In the case at hand, the taxpayer was engaged in the manufacture of glasses. The taxpayer imported raw materials from an associate enterprise and exported the finished goods to the associate enterprise.(1) The taxpayer also sold products to unrelated parties.
The lower tax authority characterised the taxpayer as a 'contract manufacturer' for the associate enterprise and disallowed the royalty payment made to the associate enterprise (for use of the associate enterprise's technology in order manufacture the exported goods).
The lower tax authority based its finding that the taxpayer was a contract manufacturer on the fact that:
- the assessee's business model showed that the taxpayer made purchases only from the associate enterprise; and
- the final products were then exported to the associate enterprise.
The tax tribunal found that the taxpayer had purchased negligible raw materials from the associate enterprise and its sales to the associate enterprise were minimal. The tribunal noted that the total exports to the associate enterprise were only 5% of the taxpayer's total sales. Further, the taxpayer (through the associate enterprise, which acted as an intermediary) sold products to an original equipment manufacturer outside India. In addition, the taxpayer sold its products to unrelated parties in India. As such, the tax tribunal dismissed the lower tax authority's findings and allowed the royalty payment.

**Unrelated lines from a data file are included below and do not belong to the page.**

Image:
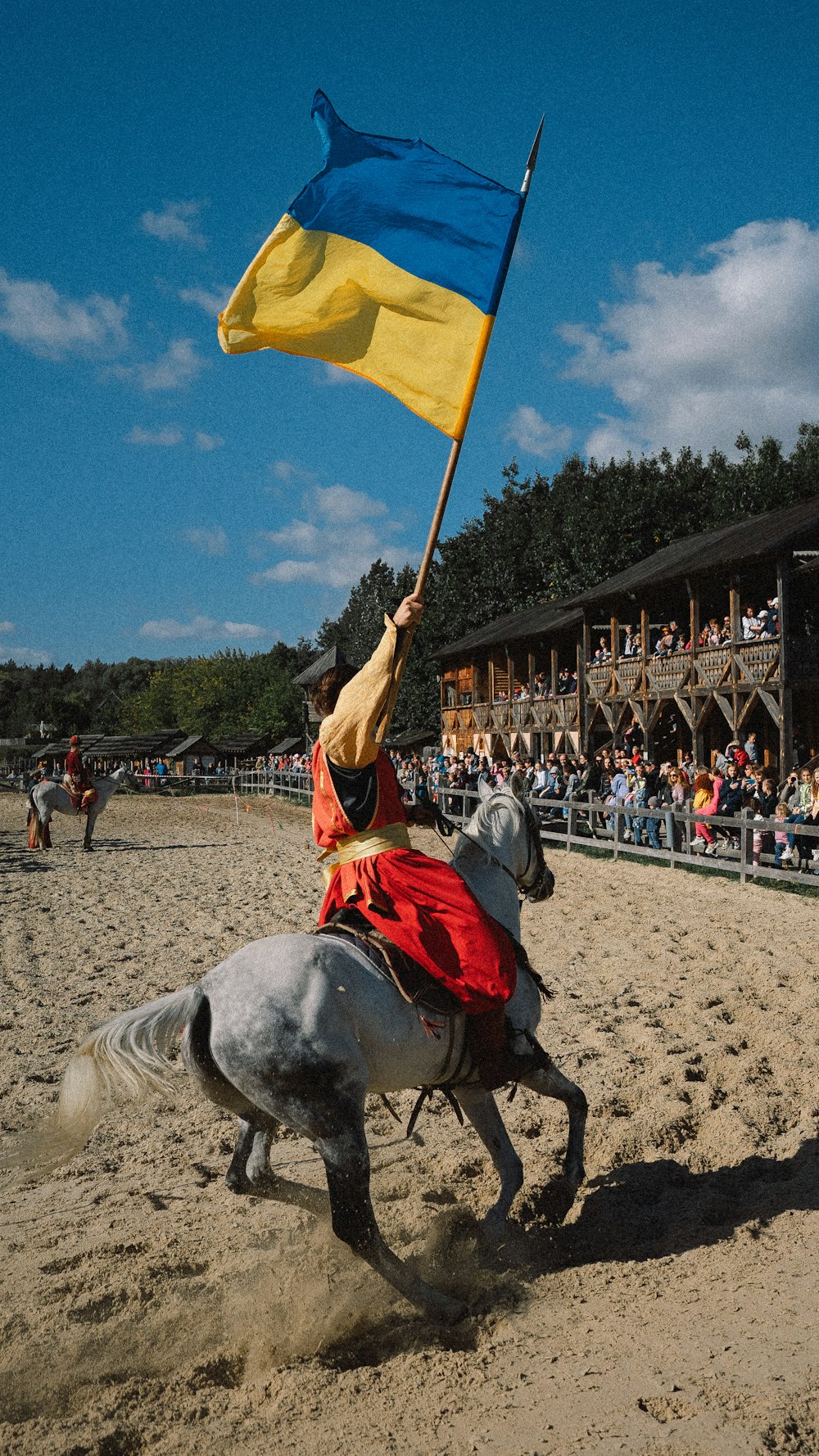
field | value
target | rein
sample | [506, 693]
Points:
[445, 827]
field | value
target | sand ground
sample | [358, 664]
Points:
[145, 1308]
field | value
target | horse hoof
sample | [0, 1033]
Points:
[237, 1182]
[493, 1228]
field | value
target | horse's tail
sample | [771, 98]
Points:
[123, 1060]
[39, 836]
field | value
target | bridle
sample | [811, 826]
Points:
[542, 883]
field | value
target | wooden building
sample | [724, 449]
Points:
[695, 698]
[495, 685]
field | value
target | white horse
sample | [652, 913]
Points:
[296, 1029]
[47, 798]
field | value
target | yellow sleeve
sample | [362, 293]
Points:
[347, 733]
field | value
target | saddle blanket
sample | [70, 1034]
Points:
[411, 979]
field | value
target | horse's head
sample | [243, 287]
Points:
[522, 848]
[125, 776]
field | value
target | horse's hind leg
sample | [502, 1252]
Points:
[482, 1113]
[251, 1173]
[237, 1175]
[347, 1164]
[551, 1082]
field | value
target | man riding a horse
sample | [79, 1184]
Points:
[78, 780]
[419, 903]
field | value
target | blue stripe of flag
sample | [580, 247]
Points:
[420, 210]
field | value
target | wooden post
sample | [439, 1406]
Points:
[585, 651]
[785, 690]
[671, 836]
[736, 640]
[641, 688]
[745, 840]
[694, 625]
[581, 694]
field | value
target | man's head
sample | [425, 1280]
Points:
[324, 696]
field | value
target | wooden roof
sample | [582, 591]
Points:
[532, 622]
[740, 540]
[334, 657]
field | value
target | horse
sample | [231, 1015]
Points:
[296, 1029]
[48, 797]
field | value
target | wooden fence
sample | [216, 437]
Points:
[581, 823]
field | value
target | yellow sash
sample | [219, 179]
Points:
[363, 846]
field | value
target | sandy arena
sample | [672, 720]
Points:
[149, 1309]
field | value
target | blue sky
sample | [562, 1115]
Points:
[161, 498]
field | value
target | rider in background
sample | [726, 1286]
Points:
[419, 903]
[78, 780]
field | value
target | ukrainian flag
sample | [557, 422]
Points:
[389, 264]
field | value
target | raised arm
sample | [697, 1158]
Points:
[347, 735]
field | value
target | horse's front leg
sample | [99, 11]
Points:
[237, 1175]
[482, 1113]
[251, 1173]
[347, 1165]
[551, 1082]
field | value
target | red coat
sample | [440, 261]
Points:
[422, 905]
[75, 765]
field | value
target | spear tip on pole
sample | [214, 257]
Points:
[535, 144]
[532, 157]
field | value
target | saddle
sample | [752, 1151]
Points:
[82, 795]
[413, 980]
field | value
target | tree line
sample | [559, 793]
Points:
[538, 539]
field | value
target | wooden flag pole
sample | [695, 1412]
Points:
[454, 454]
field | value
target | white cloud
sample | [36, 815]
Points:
[168, 436]
[296, 536]
[336, 545]
[177, 223]
[694, 357]
[175, 369]
[534, 434]
[39, 319]
[207, 542]
[201, 629]
[26, 657]
[343, 505]
[211, 301]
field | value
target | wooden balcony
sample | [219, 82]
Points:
[803, 660]
[667, 675]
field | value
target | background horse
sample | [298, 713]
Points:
[48, 798]
[295, 1031]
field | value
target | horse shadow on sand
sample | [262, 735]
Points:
[649, 1210]
[18, 858]
[639, 1212]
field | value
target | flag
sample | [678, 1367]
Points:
[389, 264]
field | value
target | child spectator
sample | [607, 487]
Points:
[780, 836]
[706, 801]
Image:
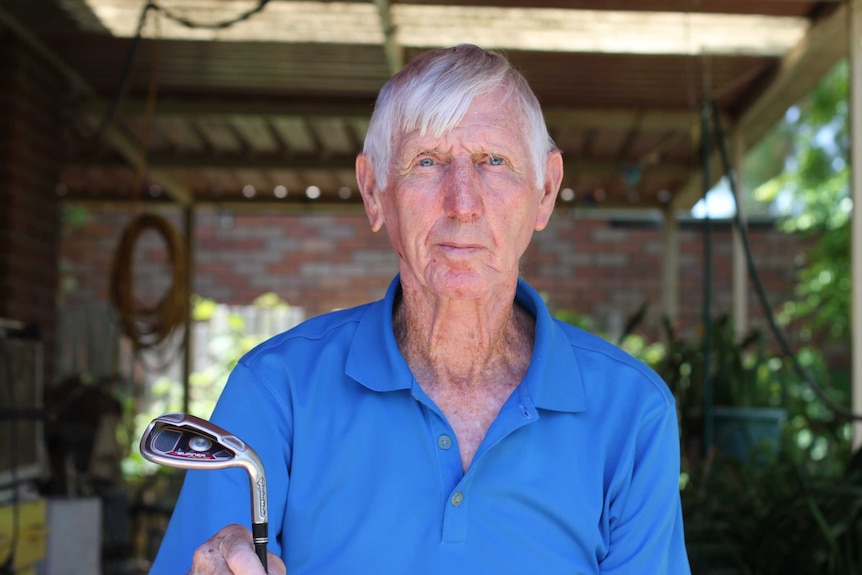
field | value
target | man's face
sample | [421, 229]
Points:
[460, 209]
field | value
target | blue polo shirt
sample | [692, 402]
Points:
[578, 474]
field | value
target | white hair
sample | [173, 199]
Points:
[432, 94]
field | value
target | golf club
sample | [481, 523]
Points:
[187, 442]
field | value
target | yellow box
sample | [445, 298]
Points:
[32, 532]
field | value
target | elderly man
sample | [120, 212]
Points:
[453, 427]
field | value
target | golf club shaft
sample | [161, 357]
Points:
[259, 534]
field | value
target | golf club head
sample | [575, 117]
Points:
[187, 442]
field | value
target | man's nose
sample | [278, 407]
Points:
[462, 193]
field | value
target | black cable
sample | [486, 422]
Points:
[108, 118]
[761, 292]
[210, 26]
[708, 393]
[6, 362]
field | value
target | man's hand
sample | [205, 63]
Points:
[231, 552]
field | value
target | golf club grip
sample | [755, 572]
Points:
[259, 534]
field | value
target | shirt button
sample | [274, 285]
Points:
[444, 442]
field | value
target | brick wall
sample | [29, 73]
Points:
[30, 98]
[597, 267]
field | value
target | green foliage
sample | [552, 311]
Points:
[815, 190]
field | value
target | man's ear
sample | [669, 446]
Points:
[368, 190]
[553, 179]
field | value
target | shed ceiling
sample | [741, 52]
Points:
[275, 108]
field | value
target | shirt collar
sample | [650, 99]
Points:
[553, 380]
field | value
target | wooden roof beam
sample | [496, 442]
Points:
[797, 75]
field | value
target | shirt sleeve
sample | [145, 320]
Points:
[646, 529]
[210, 500]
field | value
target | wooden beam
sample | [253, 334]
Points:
[798, 73]
[124, 144]
[558, 117]
[394, 52]
[164, 163]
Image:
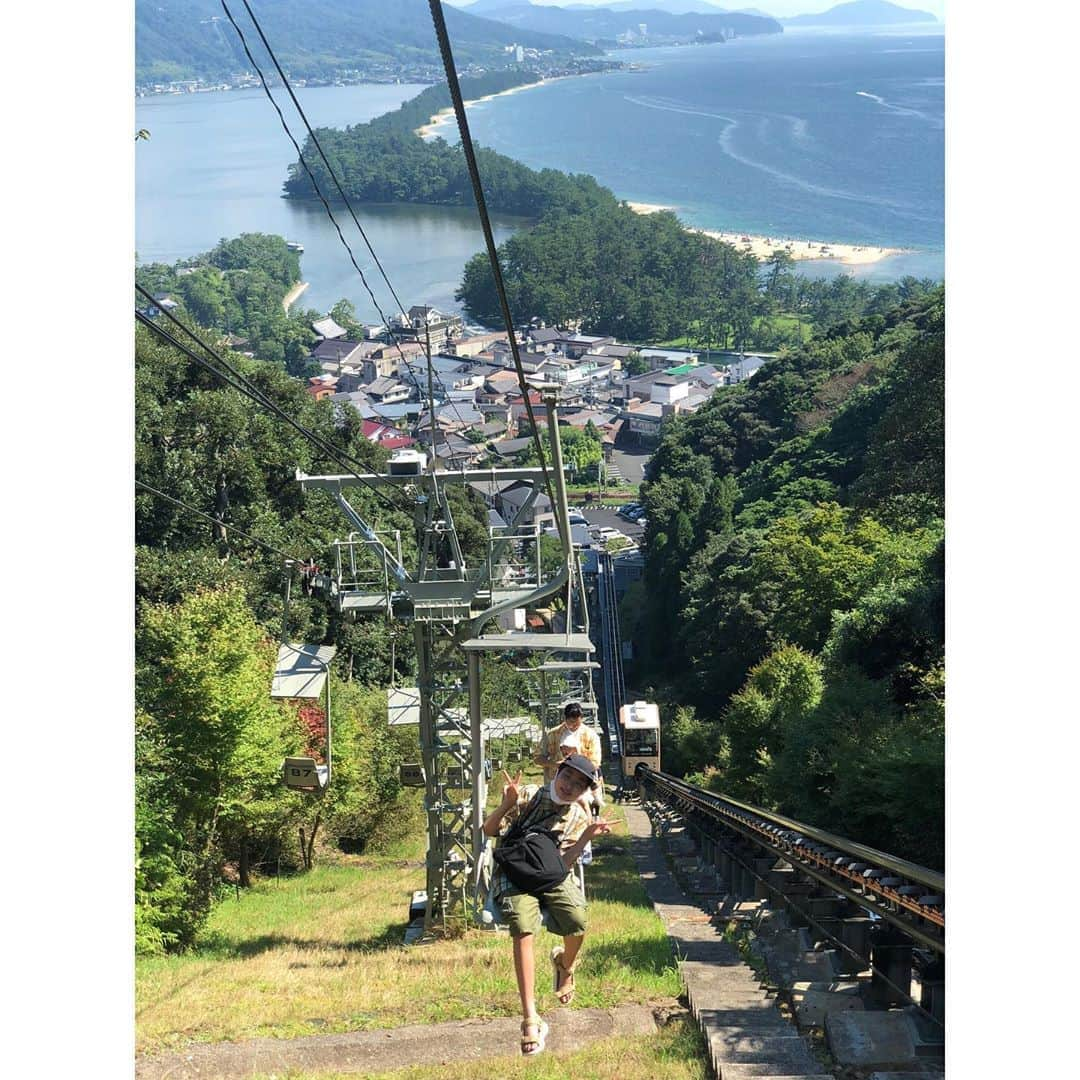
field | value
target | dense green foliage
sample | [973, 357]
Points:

In this case, the taxpayer was a reseller of finished watches and clocks.(2) The taxpayer selected the resale price method (RPM) as the most appropriate method to benchmark the resale of its watches.
The lower tax authority contended that RPM was not the most appropriate method, as the taxpayer had incurred losses, which was significant because the taxpayer had carried out value added functions. Based on this information, the lower tax authority rejected the RPM method and found the transactional net margin method as the most appropriate method.
According to the tax tribunal, the records showed that the taxpayer performed no significant value added functions and the packing expenses did not create value for the products. Further, the tax tribunal stated that the expenses in the taxpayer's profit and loss account did not reveal the performance of value added functions. In light of this, the tax tribunal relied on the Bombay High Court ruling in L'Oreal India Pvt Ltd to find that RPM was the most appropriate method for the trader and accordingly rejected the lower tax authority's transfer pricing adjustment.
In a recent case before the Dispute Resolution Panel, the taxpayer was engaged in civil construction.(3) The taxpayer filed its income return but failed to file a transfer pricing study report before the lower tax authority due to timing issues. The taxpayer later submitted the transfer pricing report with the first appellate authority, which rejected the report solely on the basis that it had not been submitted to the lower tax authority.
Aggrieved, the taxpayer appealed to the tax tribunal. The tax tribunal stated that:
- the taxpayer had to submit its report to the lower tax authority within the time stipulated; and
- the taxpayer had to furnish a transfer pricing report with respect to its international transactions.
However, the tax tribunal ruled that, in the interest of justice, where a taxpayer submits its transfer pricing report before the first appellate authority, it should not be rejected solely on the basis that the taxpayer failed to first submit it to the lower tax authority.
Based on this finding, the tax tribunal remitted the matter back to the first-instance authority and ordered it to pass an appropriate order based on the merits of the case, as per the transfer pricing report.
In this case, an issue had been remanded back to the lower tax authority for fresh adjudication.(4) Based on this, the lower tax authority referred the matter to a transfer pricing officer. The transfer pricing officer proposed a transfer pricing adjustment – which the lower tax authority accepted – and issued a final assessment order without issuing a draft assessment order in the interim, as per the Income Tax Act 1961.
Aggrieved, the taxpayer filed a writ petition before the respective high court, claiming that the final assessment order should be declared null. The high court held that the final assessment order was null but that the transfer pricing officer could propose a new order and conclude the assessment. The high court further held that had the taxpayer and transfer pricing officer both confirmed the draft assessment order, it would have directed that the proceedings be completed based on the final order. However, this had not happened. Accordingly, the lower tax authority was directed to complete the assessment afresh. Thus, the high court found that the final assessment order was invalid.
The taxpayer was an IT-enabled services provider. The issue under question was whether the tax tribunal was right in applying the turnover filter as a criterion for accepting or rejecting a comparable.(5) The tax tribunal had rejected a comparable company which had been selected by the lower tax authority by applying a 10 times range filter. The high court upheld the tax tribunal's finding, thereby negating the reliance placed by the Department of Revenue on the ruling in Chryscapital to hold that the tax tribunal's findings were final.